Автомобиль свернул по направлению к Сент-Джемсу, а автобус — в сторону Кенсингтона. Тедди внезапно почувствовал ужасную усталость, как будто он играл в регби и был настолько глуп, что дал себе остыть. Все время перед его глазами стояла картина спокойной роскоши автомобиля Джервэза и руки Джервэза, покоившейся на руке Филиппы. Он вошел в высокий узкий дом на Виктория-Род, что-то рассеянно насвистывая, и стал перебирать письма, лежавшие на столе в вестибюле.

Ничего интересного — почти все счета! Господи, как опротивела ему жизнь! Но вот большой серый конверт с крошечным серебряным гербом на обороте. Этот конверт он взял с собой в комнату. Вошла пожилая женщина, без чепца, но в огромном, ослепительной белизны фартуке, даже скрипевшем от большого количества крахмала.

— Алло, Нанни! — сказал Тедди и улыбнулся.

— Я по поводу обеда, — сказала Нанни. — Вашего отца не будет дома. Что вам приготовить: баранью котлетку или филе с зеленью?

— Я тоже ухожу, милая!

Нанни неодобрительно покачала головой:

— Я никогда не видела, чтобы такой мальчик, как вы, вечно уходил из дому.

Тедди, закончив читать свое серое с серебром письмо, протянул Нанни руку:

— Не сердитесь, милая! Помогите мне лучше переодеться и достаньте чистый воротничок и вообще все, что нужно.

Нанни захлопотала. Больше всего в жизни она любила чувствовать, что в ее помощи нуждаются либо ее «мальчики», как она называла Тедди и его брата, либо их отец.

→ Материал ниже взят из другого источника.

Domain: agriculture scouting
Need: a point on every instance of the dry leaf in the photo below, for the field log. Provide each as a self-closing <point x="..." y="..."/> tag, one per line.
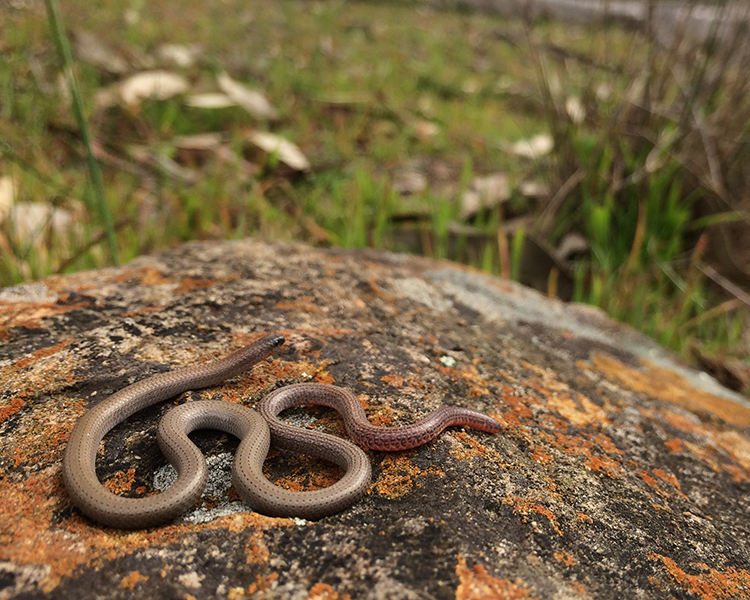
<point x="575" y="110"/>
<point x="539" y="145"/>
<point x="253" y="102"/>
<point x="484" y="192"/>
<point x="179" y="55"/>
<point x="287" y="152"/>
<point x="200" y="141"/>
<point x="156" y="85"/>
<point x="194" y="150"/>
<point x="211" y="100"/>
<point x="91" y="49"/>
<point x="31" y="219"/>
<point x="7" y="196"/>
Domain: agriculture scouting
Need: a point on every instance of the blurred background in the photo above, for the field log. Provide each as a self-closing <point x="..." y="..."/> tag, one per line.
<point x="597" y="151"/>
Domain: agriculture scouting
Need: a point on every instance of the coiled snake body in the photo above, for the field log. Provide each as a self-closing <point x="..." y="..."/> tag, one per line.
<point x="256" y="430"/>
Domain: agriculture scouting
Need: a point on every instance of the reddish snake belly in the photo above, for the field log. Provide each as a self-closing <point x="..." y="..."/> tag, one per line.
<point x="255" y="432"/>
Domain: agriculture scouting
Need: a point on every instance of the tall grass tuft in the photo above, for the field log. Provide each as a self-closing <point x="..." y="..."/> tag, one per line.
<point x="649" y="171"/>
<point x="57" y="30"/>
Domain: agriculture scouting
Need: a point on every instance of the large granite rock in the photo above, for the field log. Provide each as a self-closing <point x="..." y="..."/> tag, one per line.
<point x="619" y="473"/>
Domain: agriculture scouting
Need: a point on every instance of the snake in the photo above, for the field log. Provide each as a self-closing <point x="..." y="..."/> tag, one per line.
<point x="256" y="430"/>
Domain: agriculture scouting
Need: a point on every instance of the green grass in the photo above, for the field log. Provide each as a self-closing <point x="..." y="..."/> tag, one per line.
<point x="357" y="86"/>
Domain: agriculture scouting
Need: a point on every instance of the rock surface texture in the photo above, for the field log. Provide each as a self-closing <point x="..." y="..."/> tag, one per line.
<point x="618" y="474"/>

С тех пор как полковник Мастерс стал заниматься гольфом с таким же рвением, как верующие стремятся спасти свою душу, а Майльс, старший сын, отправился в Кению со слабой надеждой разбогатеть, жизнь легла тяжким бременем на руки Нанни, нянчившую трех мужчин с того самого момента, как умерла «мисс Каролина». Нанни была камеристкой у матери Тедди в дни, когда та еще была несчастной «богатой наследницей», а потом стала нянчить ее младенцев, когда она превратилась в безумно счастливую обыкновенную женщину, хотя и лишенную наследства.